Gross, who runs the $244.1 billion Pimco Total Return Fund in Newport Beach, California, didn’t respond to e-mail or telephone messages seeking comment on Japanese investors’ purchases of longer-maturity U.S. government debt.
Economists anticipate that 10-year yields will reach 3.41 percent by the end of 2014, while predicting the Fed will keep its target rate for overnight loans between banks at zero to 0.25 percent until 2015, data compiled by Bloomberg show.
Long-term Treasuries have lost about 12 percent this year, the deepest decline among the 144 government bond indexes globally compiled by Bloomberg and the European Federation of Financial Analysts Societies. Treasuries due in one to three years returned 0.4 percent, data compiled by Bloomberg show.
The inflation-adjusted yield spread, which is approaching the widest on a monthly basis since November 1998, still gives Japanese investors an incentive to pile into U.S. government bonds as Abe’s policies that were designed to revive the world’s third-largest economy take hold.
Abe, 59, who became prime minister less than a year ago, promised to boost the inflation rate to 2 percent, weaken the yen and lift Japan out of an economic malaise that has persisted since the nation’s asset bubble burst in the early 1990s.
Japan’s economy, which was surpassed in size by China in 2010, has grown an average of 0.84 percent annually in the past two decades, while consumer prices have declined an average 0.2 percent over the past 15 years, data compiled by Bloomberg show.
After Abe appointed Haruhiko Kuroda to lead the Bank of Japan, the central bank began a quantitative-easing program in April to purchase more than 7 trillion yen of government debt each month.
While the purchases cut yields on Japan’s 10-year bonds to 0.67 percent from this year’s high of 1 percent in May, they have also accelerated inflation as the yen heads for the biggest loss against the dollar since 1979 with a 16 percent slump.
Consumer prices in Japan have increased every month since June and jumped 1.1 percent from a year earlier in September and October, the most since 2008. That’s left real yields on Japan’s 10-year notes negative for three months, the longest stretch in five years, data compiled by Bloomberg show.
The opposite is happening in the U.S. Since reaching a three-year high of 3.9 percent in September 2011, consumer price gains have slowed. In October, prices rose 1 percent from a year earlier, according to a Nov. 20 Labor-Department report.

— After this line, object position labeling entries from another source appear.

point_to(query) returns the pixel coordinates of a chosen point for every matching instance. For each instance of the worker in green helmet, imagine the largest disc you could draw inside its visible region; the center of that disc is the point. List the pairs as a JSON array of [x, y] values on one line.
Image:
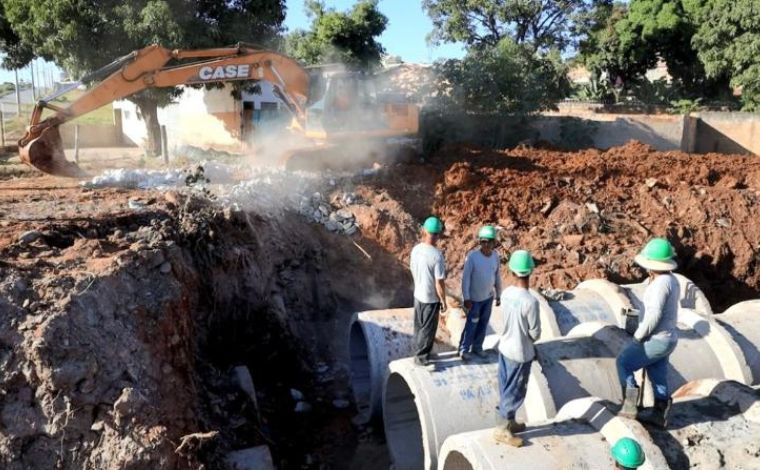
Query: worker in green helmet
[[627, 454], [522, 327], [655, 337], [481, 284], [429, 273]]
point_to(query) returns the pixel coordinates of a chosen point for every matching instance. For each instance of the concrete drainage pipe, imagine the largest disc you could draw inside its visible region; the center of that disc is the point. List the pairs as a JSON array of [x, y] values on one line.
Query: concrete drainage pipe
[[579, 437], [742, 322], [380, 336], [711, 421], [422, 408]]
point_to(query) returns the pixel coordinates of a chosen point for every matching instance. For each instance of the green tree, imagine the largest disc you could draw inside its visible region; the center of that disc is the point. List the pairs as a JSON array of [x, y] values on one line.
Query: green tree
[[349, 37], [626, 41], [542, 24], [16, 54], [603, 52], [728, 44], [84, 35], [506, 78]]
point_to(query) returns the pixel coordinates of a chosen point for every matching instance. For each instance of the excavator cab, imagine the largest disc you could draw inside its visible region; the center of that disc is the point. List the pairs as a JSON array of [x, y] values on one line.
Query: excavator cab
[[346, 107], [339, 112]]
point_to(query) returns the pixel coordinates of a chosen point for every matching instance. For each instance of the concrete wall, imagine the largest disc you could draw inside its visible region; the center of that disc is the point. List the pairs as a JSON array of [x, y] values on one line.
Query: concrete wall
[[663, 132], [727, 133]]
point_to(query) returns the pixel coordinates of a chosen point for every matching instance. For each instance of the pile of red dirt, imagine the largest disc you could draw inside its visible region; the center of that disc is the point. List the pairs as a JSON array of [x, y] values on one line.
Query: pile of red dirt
[[585, 214]]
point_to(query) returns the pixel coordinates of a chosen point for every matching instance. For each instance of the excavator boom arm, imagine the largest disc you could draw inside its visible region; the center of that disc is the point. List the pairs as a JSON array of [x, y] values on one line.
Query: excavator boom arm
[[41, 146]]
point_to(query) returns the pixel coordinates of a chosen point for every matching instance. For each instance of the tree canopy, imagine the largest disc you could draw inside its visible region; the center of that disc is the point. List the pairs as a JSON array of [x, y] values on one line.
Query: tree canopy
[[84, 35], [506, 78], [542, 24], [348, 37], [727, 41]]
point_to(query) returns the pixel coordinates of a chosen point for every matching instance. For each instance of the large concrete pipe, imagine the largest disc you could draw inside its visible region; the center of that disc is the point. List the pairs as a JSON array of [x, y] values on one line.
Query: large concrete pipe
[[579, 437], [380, 336], [713, 424], [691, 297], [422, 408], [742, 322]]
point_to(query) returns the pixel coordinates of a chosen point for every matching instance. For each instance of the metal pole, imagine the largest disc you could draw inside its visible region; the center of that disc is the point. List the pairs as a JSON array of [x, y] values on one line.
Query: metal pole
[[76, 143], [164, 145], [2, 125], [18, 96], [34, 92]]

The Fed’s preferred measure of U.S. inflation, the personal consumption expenditures deflator, showed last week that prices rose 0.7 percent in October, the least since 2009. The gauge has failed to meet the Fed’s 2 percent target for 18 months.
“The Japanese have experience with 15 years of disinflation,” Hideo Shimomura, who oversees about $59 billion as chief fund investor at Mitsubishi UFJ Asset Management Co. in Tokyo, part of Japan’s largest publicly traded bank, said in a telephone interview Nov. 26. “Now it is spreading to the U.S. It’s worthwhile to take long-end risk in portfolios.”
Mitsubishi UFJ bought 10-year notes in November, he said.
Abe’s goal of weakening the yen to help the nation’s exporters suggests longer-dated Treasuries remain attractive for Japanese investors who are curtailing their investments in higher-risk emerging-market debt.
Investors in Japan are buying fewer developing-nation bonds than at any time since 2009, Ministry of Finance data show. The Bloomberg USD Emerging Market Composite Bond Index has fallen 4.2 percent in 2013.
While 10-year Treasuries have lost 7 percent this year, they returned 10 percent in yen terms because of the currency’s drop against the dollar, according to Bank of America Merrill Lynch indexes. Forecasters predict the yen will depreciate 5.6 percent more by the end of 2014, the most of any Asian currency, data compiled by Bloomberg show.
Sumitomo Mitsui Trust Asset Management Co.’s Hideaki Kuriki favors 30-year Treasuries, the longest-maturity U.S. debt.
“The growth rate is still low and the inflation rate is still low,” Kuriki, a money manager who helps oversee about $41 billion at Sumitomo Mitsui Trust, said in a telephone interview. “I bought a few months ago.”